We assessed the polymorphism of 10 microsatellites in Brazilian Nellore cattle (Bos indicus) using a commercial multiplex system. Allele frequencies, polymorphism information content, heterozygosity and exclusion probability were calculated. Allele frequencies revealed that in the sample analyzed the markers were not equally polymorphic. The exclusion probabilities and the polymorphism information content of some loci in Nellore cattle were lower than in Bos taurus breeds. When all the microsatellites were considered the combined exclusion probability was 0.9989. This multiplex analysis can contribute toward pedigree information, adequate genetic improvements and breeding programs.

alleles; frequencies; microsatellite; Nellore; polymorphism; zebu


ANIMAL GENETICS

RESEARCH ARTICLE

Genetic variability of 10 microsatellite markers in the characterization of Brazilian Nellore cattle (Bos indicus)

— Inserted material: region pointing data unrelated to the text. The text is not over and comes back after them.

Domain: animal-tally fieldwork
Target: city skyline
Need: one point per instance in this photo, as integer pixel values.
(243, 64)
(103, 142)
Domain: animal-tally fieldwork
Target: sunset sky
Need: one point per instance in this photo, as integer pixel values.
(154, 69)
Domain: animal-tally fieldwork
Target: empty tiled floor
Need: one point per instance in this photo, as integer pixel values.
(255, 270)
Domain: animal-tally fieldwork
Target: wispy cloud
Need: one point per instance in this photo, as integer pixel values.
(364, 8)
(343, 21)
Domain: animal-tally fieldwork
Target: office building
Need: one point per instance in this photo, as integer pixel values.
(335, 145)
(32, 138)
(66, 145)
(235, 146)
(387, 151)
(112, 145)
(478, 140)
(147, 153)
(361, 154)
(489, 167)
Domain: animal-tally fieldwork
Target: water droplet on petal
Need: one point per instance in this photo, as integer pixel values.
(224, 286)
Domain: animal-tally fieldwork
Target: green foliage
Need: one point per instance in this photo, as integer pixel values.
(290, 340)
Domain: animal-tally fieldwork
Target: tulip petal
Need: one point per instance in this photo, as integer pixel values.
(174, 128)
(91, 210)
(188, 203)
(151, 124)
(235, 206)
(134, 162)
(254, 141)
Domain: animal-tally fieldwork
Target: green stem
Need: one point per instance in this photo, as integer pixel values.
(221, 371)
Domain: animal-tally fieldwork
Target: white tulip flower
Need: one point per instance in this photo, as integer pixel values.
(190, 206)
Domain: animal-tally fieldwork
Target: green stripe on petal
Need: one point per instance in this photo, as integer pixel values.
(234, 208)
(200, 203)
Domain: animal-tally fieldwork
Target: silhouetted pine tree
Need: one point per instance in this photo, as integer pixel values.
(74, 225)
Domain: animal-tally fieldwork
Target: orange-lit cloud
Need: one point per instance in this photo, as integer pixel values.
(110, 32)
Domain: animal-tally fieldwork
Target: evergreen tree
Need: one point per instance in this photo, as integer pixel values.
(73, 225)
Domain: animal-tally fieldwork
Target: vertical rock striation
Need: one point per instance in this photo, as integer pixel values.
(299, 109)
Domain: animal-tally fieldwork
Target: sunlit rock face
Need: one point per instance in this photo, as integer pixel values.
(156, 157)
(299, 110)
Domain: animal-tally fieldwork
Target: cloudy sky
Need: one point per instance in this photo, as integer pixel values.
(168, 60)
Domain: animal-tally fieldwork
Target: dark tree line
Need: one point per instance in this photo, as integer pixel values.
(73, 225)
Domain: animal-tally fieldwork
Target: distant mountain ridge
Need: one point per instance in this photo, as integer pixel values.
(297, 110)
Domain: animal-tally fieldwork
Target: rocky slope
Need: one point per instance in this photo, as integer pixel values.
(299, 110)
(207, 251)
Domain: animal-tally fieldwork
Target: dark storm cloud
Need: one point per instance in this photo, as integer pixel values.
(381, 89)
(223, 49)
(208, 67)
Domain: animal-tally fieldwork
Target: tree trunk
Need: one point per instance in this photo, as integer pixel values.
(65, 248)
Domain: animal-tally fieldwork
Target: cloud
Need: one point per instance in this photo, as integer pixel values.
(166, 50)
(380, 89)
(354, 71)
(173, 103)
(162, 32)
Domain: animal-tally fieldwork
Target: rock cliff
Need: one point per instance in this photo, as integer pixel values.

Marcelo CerviniI; Flávio Henrique-SilvaII; Norma MortariI; Euclides Matheucci JrI

ILaboratório de Imunogenética, Departamento de Genética e Evolução, Universidade Federal de São Carlos, São Carlos, SP, Brazil

IILaboratório de Biologia Molecular, Departamento de Genética e Evolução, Universidade Federal de São Carlos, São Carlos, SP, Brazil

Send correspondence to Send correspondence to Euclides Matheucci Jr Laboratório de Imunogenética Departamento de Genética e Evolução Universidade Federal de São Carlos Rodovia Washington Luiz km 235 13565-905 São Carlos, SP, Brazil E-mail euclimj@power.ufscar.br.

ABSTRACT

We assessed the polymorphism of 10 microsatellites in Brazilian Nellore cattle (Bos indicus) using a commercial multiplex system. Allele frequencies, polymorphism information content, heterozygosity and exclusion probability were calculated. Allele frequencies revealed that in the sample analyzed the markers were not equally polymorphic. The exclusion probabilities and the polymorphism information content of some loci in Nellore cattle were lower than in Bos taurus breeds. When all the microsatellites were considered the combined exclusion probability was 0.9989. This multiplex analysis can contribute toward pedigree information, adequate genetic improvements and breeding programs.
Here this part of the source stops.